I’ve watched people I considered friends, go off to toxic people, genuinely -psychotic- people, because they were manipulated, they were made to feel guilty, and they were convinced that the best thing to do was to go with the person that played victim. I watched them get hurt, sometimes multiple times, sometimes dozens of times, by these toxic people, and they stay friends, and they can’t push them away, because they’re scared.
They’re scared the toxic person will gossip and say bad things about them.
They’re scared they won’t find RP because someone that’s harmful is telling lies and spreading rumors.
They’re scared they’ll be harassed and treated poorly if they get away from the toxic person.
I end up at a loss, and do my best to say, hey, you don’t have to suffer, and whatever nonsense those toxic people say, the truth will come out in time, and if you just RP, people will see you just want RP, and you don’t want anything to do with those toxic people.
Sometimes it’s too late, because toxic people say things, and that seed is planted, and people aren’t given the chance to prove themselves.
Right now, I know nearly -five- people in this situation. Across factions and servers. People I care about, people I can’t protect, because they’re scared, and they’re upset and they’re trapped under the influence of toxic people. I’m not a great person, I’m pretty incapable of saying things without sounding ‘angry’, when I’m really just, not able to do the emotional bit. Some of those people follow this Tumblr, and some of them have gotten this speech, but maybe just, shoving this out there, will let other people know, other people that maybe don’t have a raging friend that yells in Skype and throws their arms dramatically at situations they can’t fathom:
You don’t have to endure toxic people.
You can RP with people and find out if you want to be their friend or not, instead of letting other’s opinions determine your RP. You can tell someone else you’re going to give another person a chance and learn for yourself if they’re really trouble.
Much like that statement going around about relationships, you can walk away from people that you don’t want to be around.
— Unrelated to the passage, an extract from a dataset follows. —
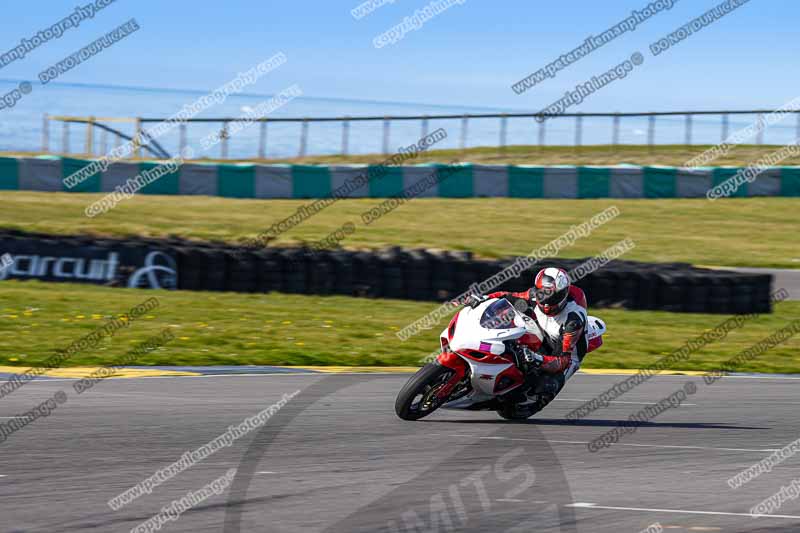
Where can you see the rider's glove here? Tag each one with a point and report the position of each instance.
(476, 300)
(531, 356)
You don’t owe anyone anything. You don’t have to stay in guilds that make you uncomfortable. You don’t have to RP with people that make you uncomfortable OOC. No popularity contest in RP is worth your comfort being sacrificed.
Don’t let anything stop you from enjoying your RP. I’m a random RPer. I’m not amazing, by any means, I totally prefer organic RP and I’m flippant and kick and whine about Alliance RP a lot. OOC, though, I care. I care a lot, about every RPer, slightly unhealthy and completely batshit. I care that people get the help they need, whatever it may be and I want anyone that reads this to know, you’re a part of a community. People in the community care about it and they care about you and you can always find RP, somewhere, with someone, or lots of someones. Do what you need to do, to enjoy your time in this game as a RPer.
I doubt too many people will see this, but, for anyone that does, I just hope it helps.
Very important for those that RP, but is also has a lot of good points about relationships in general.